Question

Given that $\zeta$ is the unit circle in counter-clockwise direction, evaluate:
\[ \oint_{\zeta} \frac{z^3}{4z - i} \, dz \] (round off to three decimal places).

Hint:

Always check whether the pole lies inside the contour before applying the residue theorem.

Answer 1

Correct Answer: 0.02

The integrand has a pole at:
\[ 4z - i = 0 $\Rightarrow$ z = \frac{i}{4}. \] Since \( \left|\frac{i}{4}\right| = 0.25 < 1 \), the pole lies inside the unit circle.

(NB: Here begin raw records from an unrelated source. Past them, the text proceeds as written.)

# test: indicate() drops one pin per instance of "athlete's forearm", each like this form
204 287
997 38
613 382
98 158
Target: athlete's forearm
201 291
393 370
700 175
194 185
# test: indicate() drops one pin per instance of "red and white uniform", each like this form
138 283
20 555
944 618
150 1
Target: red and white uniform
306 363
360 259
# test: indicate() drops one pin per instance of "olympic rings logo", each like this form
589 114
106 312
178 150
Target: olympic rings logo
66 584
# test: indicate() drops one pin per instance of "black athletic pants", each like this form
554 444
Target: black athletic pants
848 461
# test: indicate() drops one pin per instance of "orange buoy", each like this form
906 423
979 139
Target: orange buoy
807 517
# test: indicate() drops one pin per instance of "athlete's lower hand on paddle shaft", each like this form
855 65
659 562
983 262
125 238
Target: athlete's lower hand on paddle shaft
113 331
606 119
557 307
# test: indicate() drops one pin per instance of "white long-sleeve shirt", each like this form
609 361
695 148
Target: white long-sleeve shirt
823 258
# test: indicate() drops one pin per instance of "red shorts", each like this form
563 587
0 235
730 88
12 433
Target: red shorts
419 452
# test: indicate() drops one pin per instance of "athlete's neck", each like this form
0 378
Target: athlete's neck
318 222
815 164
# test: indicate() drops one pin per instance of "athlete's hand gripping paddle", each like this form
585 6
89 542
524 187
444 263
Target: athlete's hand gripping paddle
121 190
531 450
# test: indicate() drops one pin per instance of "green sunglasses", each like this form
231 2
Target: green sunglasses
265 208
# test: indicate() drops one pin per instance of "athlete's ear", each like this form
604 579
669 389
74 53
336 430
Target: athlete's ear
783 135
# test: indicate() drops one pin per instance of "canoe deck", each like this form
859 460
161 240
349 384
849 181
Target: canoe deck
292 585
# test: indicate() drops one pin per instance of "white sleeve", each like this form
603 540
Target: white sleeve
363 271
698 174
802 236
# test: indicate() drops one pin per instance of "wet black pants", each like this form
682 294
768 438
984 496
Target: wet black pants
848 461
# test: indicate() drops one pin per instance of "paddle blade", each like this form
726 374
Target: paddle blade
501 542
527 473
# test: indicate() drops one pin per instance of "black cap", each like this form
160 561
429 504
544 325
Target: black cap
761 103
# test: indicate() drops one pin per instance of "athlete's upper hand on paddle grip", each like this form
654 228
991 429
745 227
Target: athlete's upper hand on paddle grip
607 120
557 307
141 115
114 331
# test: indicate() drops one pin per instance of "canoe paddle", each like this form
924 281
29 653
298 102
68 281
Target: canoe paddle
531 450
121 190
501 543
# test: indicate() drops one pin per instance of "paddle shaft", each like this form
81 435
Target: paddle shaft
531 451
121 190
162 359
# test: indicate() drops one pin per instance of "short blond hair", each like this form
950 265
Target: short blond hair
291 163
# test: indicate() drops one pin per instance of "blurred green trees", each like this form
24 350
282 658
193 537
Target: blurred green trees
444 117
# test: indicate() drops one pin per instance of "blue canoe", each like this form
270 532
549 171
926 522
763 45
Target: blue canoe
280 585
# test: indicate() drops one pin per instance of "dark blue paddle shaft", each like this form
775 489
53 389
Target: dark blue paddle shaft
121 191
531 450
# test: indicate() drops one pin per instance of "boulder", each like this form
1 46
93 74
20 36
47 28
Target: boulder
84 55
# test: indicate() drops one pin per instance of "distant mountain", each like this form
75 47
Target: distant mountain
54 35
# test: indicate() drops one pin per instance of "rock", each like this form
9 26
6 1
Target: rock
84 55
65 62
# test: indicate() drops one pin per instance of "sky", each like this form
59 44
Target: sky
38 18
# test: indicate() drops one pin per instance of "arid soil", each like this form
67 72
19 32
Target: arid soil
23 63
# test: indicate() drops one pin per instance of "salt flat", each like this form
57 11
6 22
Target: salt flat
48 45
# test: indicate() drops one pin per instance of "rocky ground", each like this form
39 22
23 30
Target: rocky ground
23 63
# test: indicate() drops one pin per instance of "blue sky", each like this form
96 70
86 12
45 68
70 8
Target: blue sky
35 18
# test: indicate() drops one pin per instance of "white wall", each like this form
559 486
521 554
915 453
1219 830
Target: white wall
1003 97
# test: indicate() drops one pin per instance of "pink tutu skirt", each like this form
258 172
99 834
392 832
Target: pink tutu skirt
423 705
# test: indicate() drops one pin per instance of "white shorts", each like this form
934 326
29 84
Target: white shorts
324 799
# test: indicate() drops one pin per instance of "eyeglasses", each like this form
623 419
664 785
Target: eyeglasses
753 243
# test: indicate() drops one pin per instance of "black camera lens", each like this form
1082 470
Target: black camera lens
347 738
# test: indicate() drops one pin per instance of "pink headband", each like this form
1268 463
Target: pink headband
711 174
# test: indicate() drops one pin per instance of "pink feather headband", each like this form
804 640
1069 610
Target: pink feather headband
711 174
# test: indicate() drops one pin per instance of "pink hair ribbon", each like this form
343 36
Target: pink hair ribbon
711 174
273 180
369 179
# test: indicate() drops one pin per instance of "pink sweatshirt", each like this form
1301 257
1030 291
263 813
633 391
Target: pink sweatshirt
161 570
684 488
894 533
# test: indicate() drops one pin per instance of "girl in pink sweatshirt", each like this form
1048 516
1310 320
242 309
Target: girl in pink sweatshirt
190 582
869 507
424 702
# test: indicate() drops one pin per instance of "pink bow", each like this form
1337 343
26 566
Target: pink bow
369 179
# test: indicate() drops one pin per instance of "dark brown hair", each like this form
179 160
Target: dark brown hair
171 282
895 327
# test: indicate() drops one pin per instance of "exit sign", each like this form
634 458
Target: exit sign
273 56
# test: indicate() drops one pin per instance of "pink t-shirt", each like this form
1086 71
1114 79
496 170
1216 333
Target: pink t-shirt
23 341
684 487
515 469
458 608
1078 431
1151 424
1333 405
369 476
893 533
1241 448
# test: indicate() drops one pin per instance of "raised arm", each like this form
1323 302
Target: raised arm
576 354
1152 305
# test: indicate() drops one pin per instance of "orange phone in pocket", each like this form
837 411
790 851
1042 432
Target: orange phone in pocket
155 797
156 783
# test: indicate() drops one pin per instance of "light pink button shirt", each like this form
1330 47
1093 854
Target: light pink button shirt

Residue of \[ \frac{z^3}{4z - i} \] at \( z = \frac{i}{4} \) is:
\[ \text{Res} = \frac{z^3}{4} \Big|_{z = i/4} = \frac{1}{4} \left( \frac{i}{4} \right)^3 = \frac{1}{4} \cdot \frac{i^3}{64} = \frac{1}{4} \cdot \frac{-i}{64} = -\frac{i}{256}. \] By residue theorem:
\[ \oint = 2\pi i \left( -\frac{i}{256} \right) = 2\pi \left( \frac{1}{256} \right) = \frac{\pi}{128}. \] Numerically: \[ \frac{\pi}{128} = 0.02454 \approx 0.025. \]